Jong captures the story of a woman searching for herself. Isadora Wing has always felt lost in family and in men. Her relationship with her second husband begins as a rebound after the first one ends up in a mental hospital. Then at a therapist’s convention in Vienna she becomes obsessed with an enlightened asshole (they usually are), running off with him and leaving her stoic husband behind. Through a trail of European cities she reflects on her life, her guilt, her needs and her love of being a writer.
I don’t think that writers in general are suited to relationships. We’re a solitary lot, living up in our heads, with not much grip on reality. As a single person I was very independent and never had a traditional relationship. There was a steady flow of the most inappropriate men; I adored all of them, and still do, but at a certain point, I outgrew their immaturity. “The numerous and often rapidly changing infatuations of artists were designed to keep the illusion alive (Jong, 228).”
Living in all of the reality I share with my husband has been somewhat shocking. Sometimes I feel the weight of his life overshadowing my own as I work and wait for some kind of success to occur. He is extremely social, boisterous, strong, and as stubborn and sensitive as I am. Our savior is the love for writing that we both share.

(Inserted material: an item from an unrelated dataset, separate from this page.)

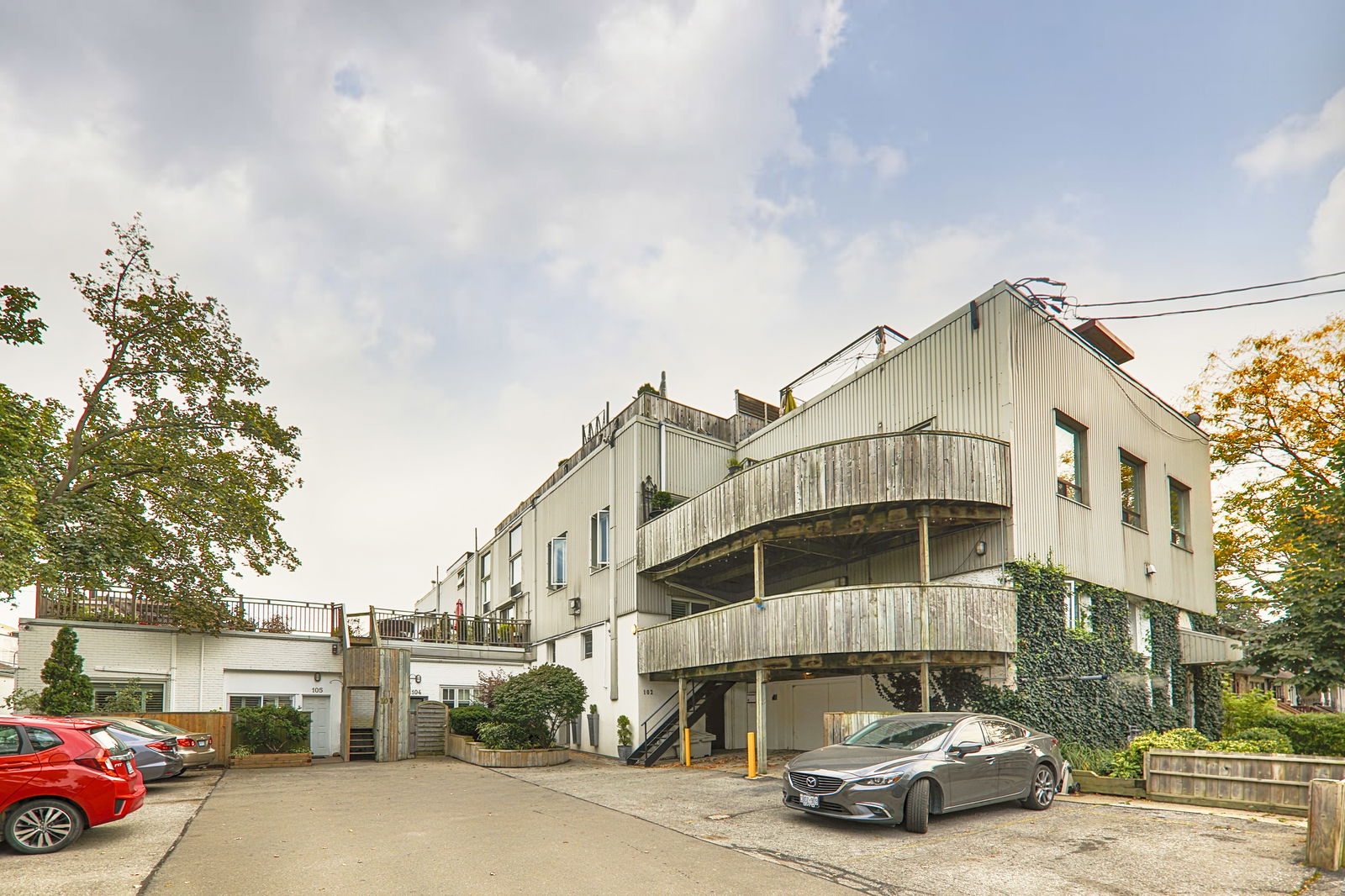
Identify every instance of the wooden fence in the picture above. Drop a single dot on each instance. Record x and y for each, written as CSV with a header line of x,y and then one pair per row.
x,y
1264,782
219,725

When we first met, I was at a bar with mutual friends; bored, waiting to go home, and depressed by the lack of decent conversation. My friend told him that he should talk to me because we had much in common. He sat down next to me on a bench by the pool table and said, “I know what it is to be a writer. Your mind is never at rest and you are haunted with the need to write.” He woke me up completely. For twelve years my writing has always come first, and now with my husband’s belief I’ve grown far beyond what I thought was possible in my work. He is always challenging me to kick down the walls and get further into the core of my stories. Sometimes it takes six months to take him up on his advice. At other times, his ideas are horrible. But the suggestions always get me thinking about the narrative in a new way.
I think the key to having a successful marriage is to know yourself before ever entering a serious relationship. I’d been living alone for years, I’d gotten “zipless fucks” out of my system, and I knew exactly who I was through the experiences of failure and struggle. Without all of that life experience it would have been easy to get completely lost in a relationship, suffocated in codependency. We are both independent – but through our experience together have learned so much more about ourselves.
I saw much of myself in Fear of Flying. But beyond that, Jong showed me what my own voice could be. She showed me how wide it can speak, how far your tangents can flow, and how every thought is fodder. You can feel that freedom she is beginning to experience in the way that she writes - freedom to live, to write, to love.